First mention : O. and M. 1677.
It seems to have been called "Cock and George Alley" in some of the records of the Dyers' Company (L. and M. Arch. Soc. Trans. V. 462).
West out of King Tudor Street to Salisbury Court in Whitefriars, in Farringdon Ward Without (Hatton, 1708-Boyle, 1799).
Not named in the maps.
See George Yard, Dorset Street.
See George Yard, Seacoal Lane.
See George Court, Coleman Street.
George Alley, Birchin Lane
See Bengal Court.
George Alley, Fleet Market
West from Fleet Market to Shoe Lane, in Farringdon Ward Without (Leake, 1666-Lockie, 1816).
In 1708 it had three passages into Rose and Crown Court (Hatton).
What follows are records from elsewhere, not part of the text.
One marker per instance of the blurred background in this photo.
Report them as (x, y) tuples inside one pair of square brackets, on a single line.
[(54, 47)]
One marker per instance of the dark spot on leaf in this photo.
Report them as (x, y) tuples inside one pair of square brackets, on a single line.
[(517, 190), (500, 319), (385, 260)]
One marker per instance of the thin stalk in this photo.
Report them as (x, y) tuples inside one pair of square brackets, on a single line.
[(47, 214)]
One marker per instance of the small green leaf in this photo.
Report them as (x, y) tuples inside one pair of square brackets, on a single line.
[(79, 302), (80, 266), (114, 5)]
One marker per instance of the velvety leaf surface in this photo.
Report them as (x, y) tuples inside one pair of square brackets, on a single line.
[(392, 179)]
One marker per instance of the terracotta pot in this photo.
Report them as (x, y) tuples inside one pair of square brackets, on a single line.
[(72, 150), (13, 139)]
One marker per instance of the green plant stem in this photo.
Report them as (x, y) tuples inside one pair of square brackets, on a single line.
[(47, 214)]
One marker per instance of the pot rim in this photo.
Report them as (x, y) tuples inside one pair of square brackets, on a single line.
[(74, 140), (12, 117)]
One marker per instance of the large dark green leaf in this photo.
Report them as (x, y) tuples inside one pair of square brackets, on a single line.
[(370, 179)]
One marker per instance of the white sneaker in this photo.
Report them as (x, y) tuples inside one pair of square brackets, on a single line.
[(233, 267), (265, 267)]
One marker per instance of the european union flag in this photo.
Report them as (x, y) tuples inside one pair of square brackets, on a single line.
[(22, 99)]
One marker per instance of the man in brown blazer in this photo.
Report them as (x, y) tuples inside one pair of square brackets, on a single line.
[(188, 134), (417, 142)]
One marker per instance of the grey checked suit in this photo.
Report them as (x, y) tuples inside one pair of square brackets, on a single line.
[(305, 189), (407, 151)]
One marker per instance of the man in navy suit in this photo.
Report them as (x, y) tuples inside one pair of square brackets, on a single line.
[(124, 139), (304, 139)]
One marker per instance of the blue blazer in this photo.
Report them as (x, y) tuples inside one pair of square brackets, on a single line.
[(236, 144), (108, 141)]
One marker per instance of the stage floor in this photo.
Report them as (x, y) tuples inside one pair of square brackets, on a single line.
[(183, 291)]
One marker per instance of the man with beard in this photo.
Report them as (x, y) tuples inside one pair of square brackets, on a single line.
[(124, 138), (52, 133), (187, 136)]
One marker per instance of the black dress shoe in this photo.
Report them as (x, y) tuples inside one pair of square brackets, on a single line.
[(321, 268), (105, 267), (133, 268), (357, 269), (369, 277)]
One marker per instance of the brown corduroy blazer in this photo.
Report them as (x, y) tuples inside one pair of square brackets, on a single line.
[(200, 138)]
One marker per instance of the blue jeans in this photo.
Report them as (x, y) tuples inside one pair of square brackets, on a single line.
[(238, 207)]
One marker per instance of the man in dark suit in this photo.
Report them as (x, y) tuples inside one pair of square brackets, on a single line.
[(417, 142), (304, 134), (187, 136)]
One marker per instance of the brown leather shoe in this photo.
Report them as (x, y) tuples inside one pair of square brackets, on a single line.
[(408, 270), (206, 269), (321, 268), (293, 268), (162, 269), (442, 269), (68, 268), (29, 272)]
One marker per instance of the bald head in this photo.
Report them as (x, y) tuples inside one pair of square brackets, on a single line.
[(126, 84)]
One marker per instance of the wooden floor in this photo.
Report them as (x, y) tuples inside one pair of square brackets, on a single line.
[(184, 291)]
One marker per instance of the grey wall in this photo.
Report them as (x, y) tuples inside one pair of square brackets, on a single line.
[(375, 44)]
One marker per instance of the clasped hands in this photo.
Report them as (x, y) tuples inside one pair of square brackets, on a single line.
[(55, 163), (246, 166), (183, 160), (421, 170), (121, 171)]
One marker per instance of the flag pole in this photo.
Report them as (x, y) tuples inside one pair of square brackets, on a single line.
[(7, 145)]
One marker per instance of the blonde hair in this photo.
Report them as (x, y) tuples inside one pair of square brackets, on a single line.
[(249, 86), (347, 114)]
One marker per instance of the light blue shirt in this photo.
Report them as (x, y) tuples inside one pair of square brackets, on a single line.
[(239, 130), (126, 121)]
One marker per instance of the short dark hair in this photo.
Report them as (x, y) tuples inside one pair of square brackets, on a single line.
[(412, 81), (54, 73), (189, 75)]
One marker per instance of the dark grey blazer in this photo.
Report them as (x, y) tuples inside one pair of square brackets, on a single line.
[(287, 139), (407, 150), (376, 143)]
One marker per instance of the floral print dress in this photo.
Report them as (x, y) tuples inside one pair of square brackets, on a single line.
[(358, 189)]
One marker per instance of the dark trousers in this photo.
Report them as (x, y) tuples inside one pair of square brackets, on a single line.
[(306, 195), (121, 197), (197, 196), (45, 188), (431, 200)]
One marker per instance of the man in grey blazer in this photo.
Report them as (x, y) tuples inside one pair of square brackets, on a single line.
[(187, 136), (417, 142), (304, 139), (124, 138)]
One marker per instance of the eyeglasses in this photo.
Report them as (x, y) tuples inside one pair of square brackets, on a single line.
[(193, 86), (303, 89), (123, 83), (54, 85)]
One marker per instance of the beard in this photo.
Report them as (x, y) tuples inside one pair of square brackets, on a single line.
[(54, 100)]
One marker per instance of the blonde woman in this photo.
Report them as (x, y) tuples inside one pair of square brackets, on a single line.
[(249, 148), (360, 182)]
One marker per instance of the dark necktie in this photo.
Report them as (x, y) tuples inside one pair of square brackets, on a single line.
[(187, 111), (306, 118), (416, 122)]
Removed for the erection of Farringdon Market, c. 1826. Site now covered by Farringdon Avenue.
In 1432 a tenement called the Tabard is described as lying between "the Castel" east and "the George" at Scholane end (Strype, ed. 1720, I. iii. 265).
Perhaps the George here mentioned gave name to this alley.
George Alley, Spitalfields
Messuages and one alley called the "George Alley" and a garden adjoining in parish of St. Botolph without Bisshopisgate, parcel of the priory or new hospital of St. Mary without Bisshoppisgate (St. Mary Spital), 32 H. VIII. 1540 (L. and P. H. VIII. XV. p. 411) and 43 Eliz. 1601 (Lond. I. p.m. III. p. 309).
Perhaps named after the George (q.v.), an inn there.
George and Catherine Wheel Alley
East out of Bishopsgate at No. 260 (P.O. Directory). In Bishopsgate Ward Without.
First mention : Lockie, 1810.
Other names : "George Wheel Alley" (O.S. 1875 and 1880). "Catherine Wheel and George Yard," "Katherine Wheel and George Alley" (O. and M. 1677-Boyle, 1799). "Rose Alley" (Rocque, 1746).
In P.C. 1732 there are two courts here out of Bishopsgate named "Catherine Wheel court" and "George yard" respectively, and it is probable that different portions of the court were known originally by the two distinct names, and that in course of time one or other of the names began to be used for the whole court, and finally the two were used together as one name.
There was an inn of the same name here (Lockie, 1810).